I guess this book of poems (The Wild Iris) isn't technically mine...Meg, you can claim it back whenever you want. ;)

The Wild Iris, to me, feels like a book that should be taken as a whole, rather than pulling one poem out at a time to look at. But there was no way I was going to read an entire book of poetry aloud at one sitting, so I picked one that I thought would read well. Her work in general, and also, specifically, in The Wild Iris, is sort of dark and spare and full of the feeling of loneliness. It's pretty, though, and works okay to read aloud.

Louise Glück is - um, pretty well decorated, you could say. "In 2003 Glück was named the twelfth Poet Laureate Consultant in Poetry by the Library of Congress. That same year, she was named the judge for the Yale Series of Younger Poets. Her book of essays Proofs and Theories (1994) was awarded the PEN/Martha Albrand Award for Nonfiction.
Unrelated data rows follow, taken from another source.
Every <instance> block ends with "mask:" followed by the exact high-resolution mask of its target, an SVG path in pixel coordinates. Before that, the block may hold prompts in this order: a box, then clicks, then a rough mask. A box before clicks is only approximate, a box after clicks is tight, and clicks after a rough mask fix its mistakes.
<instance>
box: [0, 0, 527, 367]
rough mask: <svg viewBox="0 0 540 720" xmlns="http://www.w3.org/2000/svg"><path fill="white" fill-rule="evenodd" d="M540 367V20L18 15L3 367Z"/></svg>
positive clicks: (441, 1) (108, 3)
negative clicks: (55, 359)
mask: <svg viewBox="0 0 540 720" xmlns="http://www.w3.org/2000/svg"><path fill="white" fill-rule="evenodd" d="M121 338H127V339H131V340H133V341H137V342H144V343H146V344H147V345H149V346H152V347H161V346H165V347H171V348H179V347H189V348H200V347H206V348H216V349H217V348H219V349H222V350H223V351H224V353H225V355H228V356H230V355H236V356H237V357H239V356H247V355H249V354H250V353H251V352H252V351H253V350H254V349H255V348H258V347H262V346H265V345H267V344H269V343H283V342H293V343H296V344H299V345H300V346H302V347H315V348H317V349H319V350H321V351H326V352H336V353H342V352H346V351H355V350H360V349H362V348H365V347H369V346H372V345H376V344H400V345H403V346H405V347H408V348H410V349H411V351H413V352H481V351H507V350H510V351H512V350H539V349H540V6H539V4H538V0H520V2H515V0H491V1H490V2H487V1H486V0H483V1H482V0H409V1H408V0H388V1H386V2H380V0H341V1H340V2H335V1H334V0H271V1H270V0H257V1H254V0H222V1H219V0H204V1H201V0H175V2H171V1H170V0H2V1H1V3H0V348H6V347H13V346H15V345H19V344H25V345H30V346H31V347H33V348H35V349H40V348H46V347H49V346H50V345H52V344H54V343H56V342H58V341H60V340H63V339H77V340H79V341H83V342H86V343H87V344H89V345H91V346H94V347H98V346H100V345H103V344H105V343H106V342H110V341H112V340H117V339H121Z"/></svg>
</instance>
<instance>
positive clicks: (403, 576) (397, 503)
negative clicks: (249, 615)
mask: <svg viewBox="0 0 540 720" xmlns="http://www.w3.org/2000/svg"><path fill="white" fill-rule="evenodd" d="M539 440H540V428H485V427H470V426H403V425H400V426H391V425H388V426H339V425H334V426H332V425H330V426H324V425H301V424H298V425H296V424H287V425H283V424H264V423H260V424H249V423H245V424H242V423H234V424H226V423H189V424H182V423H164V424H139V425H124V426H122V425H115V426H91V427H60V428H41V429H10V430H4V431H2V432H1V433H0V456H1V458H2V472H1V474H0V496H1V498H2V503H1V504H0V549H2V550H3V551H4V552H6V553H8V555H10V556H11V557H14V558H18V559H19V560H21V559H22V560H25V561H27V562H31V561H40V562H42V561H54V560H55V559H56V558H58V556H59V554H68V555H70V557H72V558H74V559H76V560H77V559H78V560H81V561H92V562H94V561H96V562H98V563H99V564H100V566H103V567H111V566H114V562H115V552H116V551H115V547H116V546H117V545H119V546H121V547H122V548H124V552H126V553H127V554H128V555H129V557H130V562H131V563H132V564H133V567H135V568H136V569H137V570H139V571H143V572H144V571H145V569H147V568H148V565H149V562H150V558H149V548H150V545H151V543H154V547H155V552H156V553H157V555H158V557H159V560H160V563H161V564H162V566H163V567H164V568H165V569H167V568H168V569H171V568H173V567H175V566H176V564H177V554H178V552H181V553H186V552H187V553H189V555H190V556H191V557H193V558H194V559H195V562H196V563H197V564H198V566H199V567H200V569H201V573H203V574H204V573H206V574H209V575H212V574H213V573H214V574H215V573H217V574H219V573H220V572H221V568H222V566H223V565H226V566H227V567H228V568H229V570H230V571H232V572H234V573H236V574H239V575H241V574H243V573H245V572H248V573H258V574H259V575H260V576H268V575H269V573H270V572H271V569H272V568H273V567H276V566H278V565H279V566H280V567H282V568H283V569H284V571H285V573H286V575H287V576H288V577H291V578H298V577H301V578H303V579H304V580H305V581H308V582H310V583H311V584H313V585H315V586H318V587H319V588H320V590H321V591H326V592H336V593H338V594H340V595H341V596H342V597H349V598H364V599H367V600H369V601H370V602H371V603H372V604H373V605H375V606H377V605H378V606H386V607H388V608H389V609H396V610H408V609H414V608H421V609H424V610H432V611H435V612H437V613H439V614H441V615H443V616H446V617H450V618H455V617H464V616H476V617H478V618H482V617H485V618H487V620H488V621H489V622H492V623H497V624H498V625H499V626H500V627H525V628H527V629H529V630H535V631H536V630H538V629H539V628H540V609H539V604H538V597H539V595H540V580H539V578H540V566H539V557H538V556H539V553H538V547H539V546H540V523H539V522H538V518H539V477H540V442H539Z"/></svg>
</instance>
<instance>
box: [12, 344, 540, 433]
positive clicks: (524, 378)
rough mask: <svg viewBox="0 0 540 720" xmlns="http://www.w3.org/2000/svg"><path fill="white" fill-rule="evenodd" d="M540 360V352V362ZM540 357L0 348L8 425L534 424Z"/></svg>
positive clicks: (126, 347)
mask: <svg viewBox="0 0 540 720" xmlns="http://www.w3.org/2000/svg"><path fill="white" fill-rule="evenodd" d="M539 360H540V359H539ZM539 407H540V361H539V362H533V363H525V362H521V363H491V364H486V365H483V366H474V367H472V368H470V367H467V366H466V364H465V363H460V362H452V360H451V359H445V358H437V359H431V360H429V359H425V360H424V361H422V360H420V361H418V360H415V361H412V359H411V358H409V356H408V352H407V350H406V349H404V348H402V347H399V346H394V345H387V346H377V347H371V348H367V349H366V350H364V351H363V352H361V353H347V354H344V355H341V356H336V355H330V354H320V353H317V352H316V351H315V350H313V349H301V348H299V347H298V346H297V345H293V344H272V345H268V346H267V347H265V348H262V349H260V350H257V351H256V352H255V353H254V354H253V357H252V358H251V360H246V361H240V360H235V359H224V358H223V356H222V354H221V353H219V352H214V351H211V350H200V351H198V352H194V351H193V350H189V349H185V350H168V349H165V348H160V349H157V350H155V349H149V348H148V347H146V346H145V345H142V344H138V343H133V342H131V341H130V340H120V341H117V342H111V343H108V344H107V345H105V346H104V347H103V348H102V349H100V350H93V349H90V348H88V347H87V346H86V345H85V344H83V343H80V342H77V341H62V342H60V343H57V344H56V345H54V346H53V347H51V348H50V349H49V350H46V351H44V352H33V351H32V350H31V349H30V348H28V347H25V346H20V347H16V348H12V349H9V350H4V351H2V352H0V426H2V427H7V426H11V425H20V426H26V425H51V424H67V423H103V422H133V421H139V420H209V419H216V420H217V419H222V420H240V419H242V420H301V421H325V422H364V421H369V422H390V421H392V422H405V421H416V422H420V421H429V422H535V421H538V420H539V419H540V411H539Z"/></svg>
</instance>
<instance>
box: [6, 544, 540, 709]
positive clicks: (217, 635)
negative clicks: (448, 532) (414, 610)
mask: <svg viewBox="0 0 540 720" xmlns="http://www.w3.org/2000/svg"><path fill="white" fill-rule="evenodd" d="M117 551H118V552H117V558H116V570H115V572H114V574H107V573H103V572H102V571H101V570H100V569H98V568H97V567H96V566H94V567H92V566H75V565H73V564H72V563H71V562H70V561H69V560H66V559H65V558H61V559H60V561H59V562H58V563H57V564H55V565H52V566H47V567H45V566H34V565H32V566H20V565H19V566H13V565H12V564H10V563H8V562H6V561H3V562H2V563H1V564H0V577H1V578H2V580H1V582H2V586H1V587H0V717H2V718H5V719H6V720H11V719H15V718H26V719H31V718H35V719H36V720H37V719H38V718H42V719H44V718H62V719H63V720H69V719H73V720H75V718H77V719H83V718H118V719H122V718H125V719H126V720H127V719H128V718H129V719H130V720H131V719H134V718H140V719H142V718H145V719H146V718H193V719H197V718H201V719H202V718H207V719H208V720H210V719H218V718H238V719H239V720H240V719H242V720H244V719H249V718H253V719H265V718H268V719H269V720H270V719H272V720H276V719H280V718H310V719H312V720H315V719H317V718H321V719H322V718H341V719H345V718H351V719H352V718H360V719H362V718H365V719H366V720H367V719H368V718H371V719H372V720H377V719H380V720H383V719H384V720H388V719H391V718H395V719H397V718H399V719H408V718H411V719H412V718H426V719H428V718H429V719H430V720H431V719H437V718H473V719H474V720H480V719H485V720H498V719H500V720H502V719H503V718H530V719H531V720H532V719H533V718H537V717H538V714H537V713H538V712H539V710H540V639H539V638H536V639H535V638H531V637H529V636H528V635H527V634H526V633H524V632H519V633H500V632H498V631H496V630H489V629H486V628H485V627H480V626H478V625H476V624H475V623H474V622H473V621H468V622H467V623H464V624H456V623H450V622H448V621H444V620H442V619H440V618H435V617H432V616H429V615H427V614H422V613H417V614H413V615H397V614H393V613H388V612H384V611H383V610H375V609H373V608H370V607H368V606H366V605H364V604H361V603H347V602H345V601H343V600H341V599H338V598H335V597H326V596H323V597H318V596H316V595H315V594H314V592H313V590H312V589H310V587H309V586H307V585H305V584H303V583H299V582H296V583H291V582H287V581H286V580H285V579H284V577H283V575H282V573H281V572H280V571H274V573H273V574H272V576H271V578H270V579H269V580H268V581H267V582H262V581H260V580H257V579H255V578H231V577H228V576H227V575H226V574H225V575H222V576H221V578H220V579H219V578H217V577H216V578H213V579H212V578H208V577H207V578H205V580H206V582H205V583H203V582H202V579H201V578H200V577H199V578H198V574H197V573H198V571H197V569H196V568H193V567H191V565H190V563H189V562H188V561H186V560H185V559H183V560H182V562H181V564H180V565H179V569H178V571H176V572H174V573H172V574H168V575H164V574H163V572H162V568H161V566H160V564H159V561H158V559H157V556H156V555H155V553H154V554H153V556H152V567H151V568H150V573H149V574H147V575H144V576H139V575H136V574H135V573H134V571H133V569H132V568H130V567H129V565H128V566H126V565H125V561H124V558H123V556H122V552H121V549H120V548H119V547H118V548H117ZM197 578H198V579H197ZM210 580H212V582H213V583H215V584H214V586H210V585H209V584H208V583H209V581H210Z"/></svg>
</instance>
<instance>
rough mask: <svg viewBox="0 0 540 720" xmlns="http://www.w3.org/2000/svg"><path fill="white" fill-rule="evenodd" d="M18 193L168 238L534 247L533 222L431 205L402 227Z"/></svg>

In addition to the Pulitzer and Bollingen Prizes, she has received many awards and honors for her work, including the Lannan Literary Award for Poetry, a Sara Teasdale Memorial Prize, the MIT Anniversary Medal and fellowships from the Guggenheim and Rockefeller Foundations, and from the National Endowment for the Arts. In 2008, she was awarded the Wallace Stevens Award."

She was the judge the year that Richard Siken won the Yale Series of Younger Poets award, and wrote the foreword for his collection Crush (which I will be reading from at some point in the next ten days). I think I'm going to quote a bit from that introduction today, even though it is about Siken's work, because she wrote it and I am sure I will have lots of other things to say on the day I read from Crush. I love these paragraphs, especially Emily Dickinson's description of what poetry is:

We live in a period of great polarities: in art, in public policy, in morality. In poetry, art seems, at one extreme, rhymed good manners, and at the other, chaos. The great task has been to infuse clarity with the passionate ferment of the inchoate, the chaotic.

Siken takes to heart this exhortation. Crush is the best example I can presently give of profound wildness that is also completely intelligible. By Higginson's report, Emily Dickinson famously remarked, "If I read a book and it makes my whole body so cold no fire can warm me, I know that it is poetry. If I feel physically as if the top of my head were taken off, I know that it is poetry. These are the only ways I know it. Is there any other way?"

She should, in that remark, have shamed forever the facile, the decorative, the easily consoling, the tame. She names, after all, responses that suggest violent transformation, the overturning of complacency by peril.

In practice, this has meant that poets quote Dickinson and proceed to write poems from which caution and hunger to accommodate present taste have drained all authenticity and unnerving originality. Richard Siken, with the best poets of his impressive generation, has chosen to take Dickinson at her word. I had her reaction.